SAGRADA FAMILIA: JESÚS, MARÍA Y JOSÉ
Gn 15,1-6 ; 21,1-3 ; Hb 11,8.11-12.17-19 ; Lc 2,22-40
La fe de Abrahán. Es muy significativo que toda la liturgia de esta fiesta esté bajo el signo de la fe. La familia, que se funda tanto en la Antigua como en la Nueva Alianza, es en las dos lecturas una nueva obra de Dios; el cuerpo de Abrahán está ya viejo, Sara, su mujer, es estéril y Abrahán ha designado ya como heredero a un criado de casa, al hijo de su esclava. Pero Dios cambia el destino: los padres se vuelven fecundos milagrosamente y el hijo de la promesa será un puro don de Dios. Este episodio constituye por así decirlo el distintivo de todos los matrimonios de Israel: su fecundidad, orientada hacia el Mesías, recibirá siempre algo de la gracia sobrenatural de Dios: el hijo es un don de Dios, en el fondo está permitido cerrarse en sí misma, sino que, al igual que Dios la ha abierto en el origen, así también debe permanecer abierta a los designios de Dios.
El sacrificio de Abrahán. Esto llega hasta lo incomprensible, raya en lo intolerable humanamente hablando, con la prueba a que se somete a Abrahán, cuando Dios le exige que le sacrifique al hijo de la promesa, a cuya existencia el propio Dios había vinculado sus promesas (descendencia tan numerosa como las estrellas del cielo).
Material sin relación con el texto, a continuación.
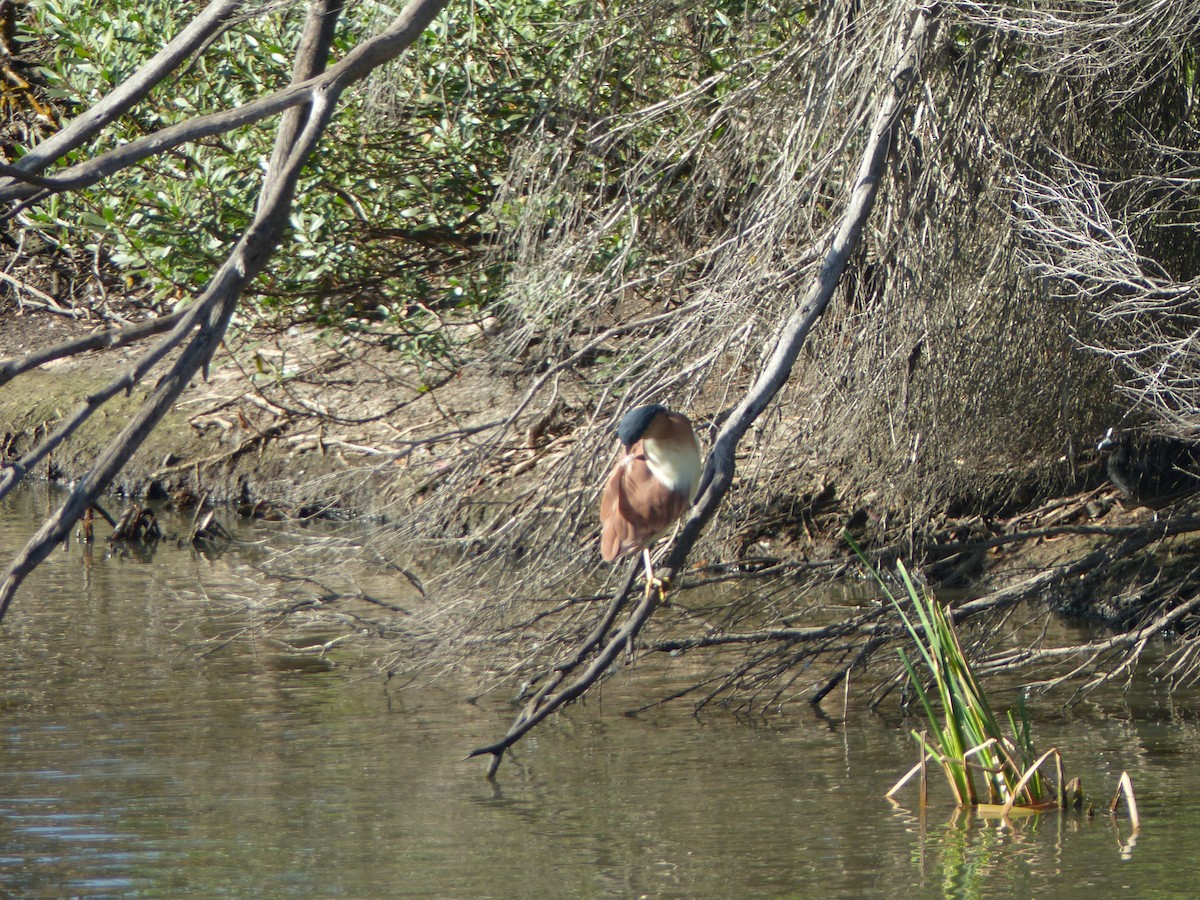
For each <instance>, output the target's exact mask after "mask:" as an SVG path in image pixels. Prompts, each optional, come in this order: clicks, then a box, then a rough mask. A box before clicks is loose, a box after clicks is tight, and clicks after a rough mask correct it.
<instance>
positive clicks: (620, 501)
mask: <svg viewBox="0 0 1200 900" xmlns="http://www.w3.org/2000/svg"><path fill="white" fill-rule="evenodd" d="M617 437H618V438H619V439H620V443H622V446H623V448H624V450H625V452H624V455H623V456H622V458H620V460H618V461H617V464H616V466H613V467H612V472H611V473H610V474H608V480H607V482H606V484H605V488H604V496H602V497H601V499H600V527H601V530H600V554H601V556H602V557H604V559H605V562H608V563H612V562H616V560H618V559H622V558H623V557H628V556H631V554H634V553H637V552H641V553H642V558H643V560H644V563H646V593H647V596H649V593H650V590H653V589H654V588H655V587H656V588H658V589H659V594H660V596H661V595H662V594H664V592H665V590H666V584H664V582H661V581H659V580H656V578H655V577H654V566H653V565H652V563H650V551H649V547H650V545H652V544H653V542H654V541H655V539H658V538H659V536H660V535H661V534H662V533H664V532H666V530H667V529H668V528H670V527H671V526H672V523H674V522H676V521H677V520H678V518H679V517H680V516H682V515H683V514H684V512H685V511H686V510H688V508H689V506H690V505H691V497H692V493H694V492H695V490H696V484H697V482H698V481H700V464H701V463H700V440H698V439H697V438H696V432H695V431H694V430H692V427H691V421H690V420H689V419H688V416H686V415H684V414H683V413H674V412H672V410H670V409H667V408H666V407H665V406H661V404H659V403H652V404H649V406H641V407H635V408H634V409H630V410H629V412H628V413H625V415H624V416H623V418H622V420H620V425H618V426H617Z"/></svg>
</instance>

Israel ha considerado siempre este episodio como uno de los más importantes de su historia. Dios entra en la familia que él mismo ha fundado milagrosamente y la destruye. Humanamente hablando, Dios se contradice claramente a sí mismo; pero como se trata de Dios, Abrahán obedece y se dispone a devolver a Dios lo más precioso para él, lo que el mismo Dios le ha dado. La segunda lectura hace también participar a Sara en este acontecimiento; la familia, que se debe a Dios, se convierte ahora no solamente en una familia abierta sino también en una familia sangrante.
La espada en el alma de María. El acontecimiento sobre el que se funda Israel encuentra su pleno cumplimiento en la Sagrada Familia, que en el evangelio de hoy aparece en el templo. A José, el último patriarca, Dios no le hace carnalmente fecundo, sino que debe -¡suprema plenitud de la fecundidad humana!- retirarse para dejar su sitio a la única fuerza generadora de Dios. El sacrificio personal que José ofrece, lo oculta en lo litúrgico, en lo aparentemente insignificante: en el par de palomas, el sacrificio de los pobres. Y la Madre oculta el sacrificio de su entrega total a Dios con el tupido velo de la ceremonia de purificación prevista por la ley. Se produce entonces la profecía que determinará la forma interna de esta familia: por un lado la suprema significación del Niño ofrecido, donde ya se puede ver que esta familia se dilatará mucho más allá de sus dimensiones terrenales; por otro lado la espada que traspasará el alma de la Madre, que será así introducida en una realidad más grande, en el destino de su Hijo: no solamente dejará que el Hijo se marche, con lo que esto supondrá de sacrificio para ella, sino que será incluida en el sacrificio del Hijo cuando llegue el momento, con lo que la antigua familia carnal se consumará en una familia espiritual en la que María –traspasada por la espada- se convertirá de nuevo en Madre de muchos.
La Sagrada Familia de Nazaret es todo menos un idilio: está entre el sacrificio del monte Moria y el sacrificio del Gólgota.